Prescribing Training Using Daily Tolerable Load
Depending on how long the player is back training for, we prescribe the allocated loads for that period of time. i.e., player has a 21-day average daily load of 800 units (e.g., 120 minutes of combined match play and practice per day at RPE 5- Hard plus 200 units of physical). Using this as a basis, a 7-day training week with 2 days off should have a total load of 4000 units. A conservative overload of this would be +10% so 4400 units. We then allocate 4400 units of work to tennis and various forms of physical based on the player’s needs analysis.

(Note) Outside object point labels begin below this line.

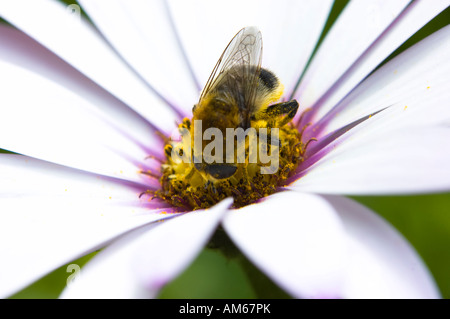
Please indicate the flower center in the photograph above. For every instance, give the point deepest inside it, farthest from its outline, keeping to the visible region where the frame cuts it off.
(197, 175)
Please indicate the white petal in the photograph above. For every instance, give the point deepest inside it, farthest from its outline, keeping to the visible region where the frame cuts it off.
(51, 215)
(382, 263)
(143, 262)
(296, 239)
(410, 21)
(402, 149)
(75, 41)
(19, 49)
(44, 120)
(141, 31)
(290, 30)
(358, 26)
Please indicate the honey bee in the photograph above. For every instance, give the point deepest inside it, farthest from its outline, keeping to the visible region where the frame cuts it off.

As an example, if we have a player for 3 weeks, a conservative training plan would look like: week 1: 4400 Units; week 2: 4840 units; week 3: 5280 units adding 10% load each week. The player would return on the road with an increase in training tolerance and well recovered. We could go more aggressive than this putting a player deep into functional overreaching but would have to allow for additional recovery time to compensate after the block. If we don’t we can expect the player to underperform until they have recovered. Neither of these scenarios are right or wrong, the needs analysis for the player will dictate the strategy. If load exceeds 8000 units in week 1 (200% rule) the risk of under-recovery and injury is high. Whilst it seems obvious to avoid such sharp increases in physical load, it is easily done. If you take a player returning from tournament tennis and you play 4 hours per day Mon-Fri at an RPE of 5-Hard, you will get a tennis load of 6,000 units. Add some physical and any hitting preparation for a tournament over the weekend, 8000 units is easily exceeded.

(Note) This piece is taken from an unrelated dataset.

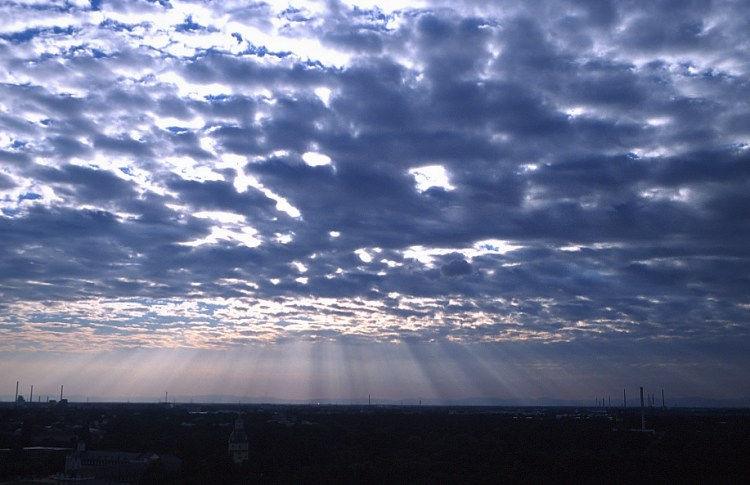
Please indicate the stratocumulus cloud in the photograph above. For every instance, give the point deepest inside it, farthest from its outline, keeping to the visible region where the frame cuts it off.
(214, 174)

When we were getting it wrong, players would leave our training centre having done a lot of training but potentially over-trained and susceptible to injury during their return to competition. There’s always the temptation to do more with a healthy player. My belief is that a well recovered, highly adaptive player with high concentration, focus and motivation will train and progress better than a player on the edge of tolerable load but playing and training a lot more. This is a training philosophy that prioritises longevity over short-term gains.
Reviewing the block
Load monitoring is then used to measure the effect of the intervention. Wellness ratings will give an indication of how fatigued the player became and the rate at which they recovered following the block. Physical testing will tell us the impact of any physical training alongside technical practice
There are lots of ways to manipulate training loads to evoke different adaptations in players. For example we may want to expose a player to the loads expected from winning a tournament if they’ve had a string of poor results and need match fitness. We may plan to do this in week 3 of a physical block- therefore we need approximately 16-18hrs on court plus light physical around it. Or we may want to prioritise strength gains in a player as part of their training goals- therefore we need 3 x heavy strength training sessions 48-72 hours apart for this training period with reduced tennis intensity to allow positive adaption processes. The goal is dictated by the needs and gap analyses but the tolerable load is dictated by physiological principles that cannot be abused. I’ve heard and read coaches say that tennis is unique and training loads must be super-high all the time to mimic tournament tennis. Unfortunately tennis players are also human beings and their ability to recover and adapt to training adheres to the same principles as other athletes in other sports. The coaching staff and player needs to make detailed decisions as to the goals of the athlete and allocate the available training loads accordingly.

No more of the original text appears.